Just how we go about doing that is where matters get sticky. Farmers in regions like the American Midwest can now produce an amazing amount of food per acre — each American farmer produces enough food to feed over 150 people. That's productivity is due largely to what's known as the Green Revolution, the use of irrigation and chemical fertilizers to supercharge farming. But that productivity comes along with serious side effects, from the aquatic dead zones created by fertilizer runoff in coastal farms to the health problems and ecological damage associated with chemical pesticides. Even if we wanted to export the Green Revolution in total to those struggling farming regions, we might not have the water or the cheap energy to do it — not unless we want farming to come at the expense of the environment.

But simply going organic won't solve the problem either. Perhaps 1% of the world's cropland is farmed organically, and as Foley put it in one talk, that food mostly goes to "white people in rich countries with middle class or higher incomes." Foley co-authored a recent paper in Nature that compared agricultural yield for conventional farming to organic practices for a number of different crops, and found that the conventional agriculture produce considerably more food per acre, especially for major grains like rice and wheat. But at the same time Foley notes that genetically modified crops — so often cited as saviors by those in conventional agriculture — have yet to make a real difference in feeding the planet, since nearly all GM crops are currently used to feed animals or for clothing and fiber.

So what do we do then? Foley calls for something he terms "terraculture" — essentially farming done with the planet in mind. That means taking the best of both conventional and organic agriculture, using water far more efficiently for irrigation than we do now and even altering our diets. The last bit isn't about farming, but it could be critical. Much of the grain grown in developed nations goes to feed not human beings but domesticated animals, and inefficiently too — one filet mignon requires 32 lbs. of corn, and converts that grain into calories at just 3% efficiency. Globally we'll likely need to eat less meat — if only to give parts of the growing developing world space to eat a little meat — and, at least in much of the unhealthily overfed West, eat fewer calories overall.
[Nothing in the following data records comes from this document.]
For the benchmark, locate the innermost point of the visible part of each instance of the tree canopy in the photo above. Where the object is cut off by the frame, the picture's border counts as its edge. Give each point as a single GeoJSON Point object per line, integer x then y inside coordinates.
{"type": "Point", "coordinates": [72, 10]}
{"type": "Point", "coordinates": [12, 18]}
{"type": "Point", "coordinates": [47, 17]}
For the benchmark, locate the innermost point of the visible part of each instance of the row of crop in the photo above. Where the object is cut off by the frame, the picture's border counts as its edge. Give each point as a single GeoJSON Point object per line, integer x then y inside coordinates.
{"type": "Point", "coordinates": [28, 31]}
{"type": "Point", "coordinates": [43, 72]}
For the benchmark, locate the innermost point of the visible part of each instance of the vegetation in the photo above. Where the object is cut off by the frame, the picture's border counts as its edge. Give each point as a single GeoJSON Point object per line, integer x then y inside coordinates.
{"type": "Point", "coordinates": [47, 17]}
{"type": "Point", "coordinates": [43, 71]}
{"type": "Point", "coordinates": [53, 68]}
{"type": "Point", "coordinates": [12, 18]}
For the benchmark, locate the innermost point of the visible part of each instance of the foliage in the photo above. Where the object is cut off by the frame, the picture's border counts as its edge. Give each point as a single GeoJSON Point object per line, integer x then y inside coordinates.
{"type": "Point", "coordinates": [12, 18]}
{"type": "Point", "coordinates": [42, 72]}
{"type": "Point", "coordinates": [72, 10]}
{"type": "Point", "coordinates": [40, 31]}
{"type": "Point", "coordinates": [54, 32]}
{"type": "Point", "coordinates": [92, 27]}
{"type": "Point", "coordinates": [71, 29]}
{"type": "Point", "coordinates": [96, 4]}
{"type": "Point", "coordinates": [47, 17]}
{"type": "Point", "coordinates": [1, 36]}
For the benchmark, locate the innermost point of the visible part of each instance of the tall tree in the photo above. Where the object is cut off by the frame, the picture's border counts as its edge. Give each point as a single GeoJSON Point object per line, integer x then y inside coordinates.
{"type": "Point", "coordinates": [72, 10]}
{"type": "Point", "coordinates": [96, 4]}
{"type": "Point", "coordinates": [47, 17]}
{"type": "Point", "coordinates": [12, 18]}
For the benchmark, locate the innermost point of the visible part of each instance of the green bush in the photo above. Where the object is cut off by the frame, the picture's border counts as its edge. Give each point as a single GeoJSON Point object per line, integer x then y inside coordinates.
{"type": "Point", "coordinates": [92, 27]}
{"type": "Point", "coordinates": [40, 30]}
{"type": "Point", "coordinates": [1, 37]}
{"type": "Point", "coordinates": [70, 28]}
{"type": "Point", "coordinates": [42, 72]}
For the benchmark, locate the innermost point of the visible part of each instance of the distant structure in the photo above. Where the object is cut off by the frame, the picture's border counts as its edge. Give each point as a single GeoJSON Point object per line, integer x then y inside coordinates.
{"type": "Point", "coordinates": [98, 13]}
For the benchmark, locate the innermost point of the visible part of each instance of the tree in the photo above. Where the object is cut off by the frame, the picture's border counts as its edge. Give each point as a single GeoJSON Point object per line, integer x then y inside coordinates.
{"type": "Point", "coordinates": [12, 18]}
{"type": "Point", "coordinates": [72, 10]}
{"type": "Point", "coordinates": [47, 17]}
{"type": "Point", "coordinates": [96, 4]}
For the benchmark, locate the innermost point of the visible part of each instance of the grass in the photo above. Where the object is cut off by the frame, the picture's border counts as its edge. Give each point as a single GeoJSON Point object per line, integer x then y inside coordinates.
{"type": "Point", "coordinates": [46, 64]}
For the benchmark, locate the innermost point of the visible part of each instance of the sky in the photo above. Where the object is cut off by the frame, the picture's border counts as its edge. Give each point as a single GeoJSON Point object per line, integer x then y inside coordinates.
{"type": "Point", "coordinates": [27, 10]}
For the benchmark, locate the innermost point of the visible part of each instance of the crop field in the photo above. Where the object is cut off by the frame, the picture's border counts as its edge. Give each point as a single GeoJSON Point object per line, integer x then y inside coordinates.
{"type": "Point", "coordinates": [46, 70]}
That might help reduce global food waste — one out of every three calories produced globally are never eaten, which isn't just a waste of food but of water, land and energy.

Answering the other inconvenient truth is going to require a lot of changes, from the individual consumers up to the massive global companies that produce and sell much of the food we eat. That won't be simple, but as Foley says: "There is no silver bullet solution. But there is silver buckshot." And we'll need it all.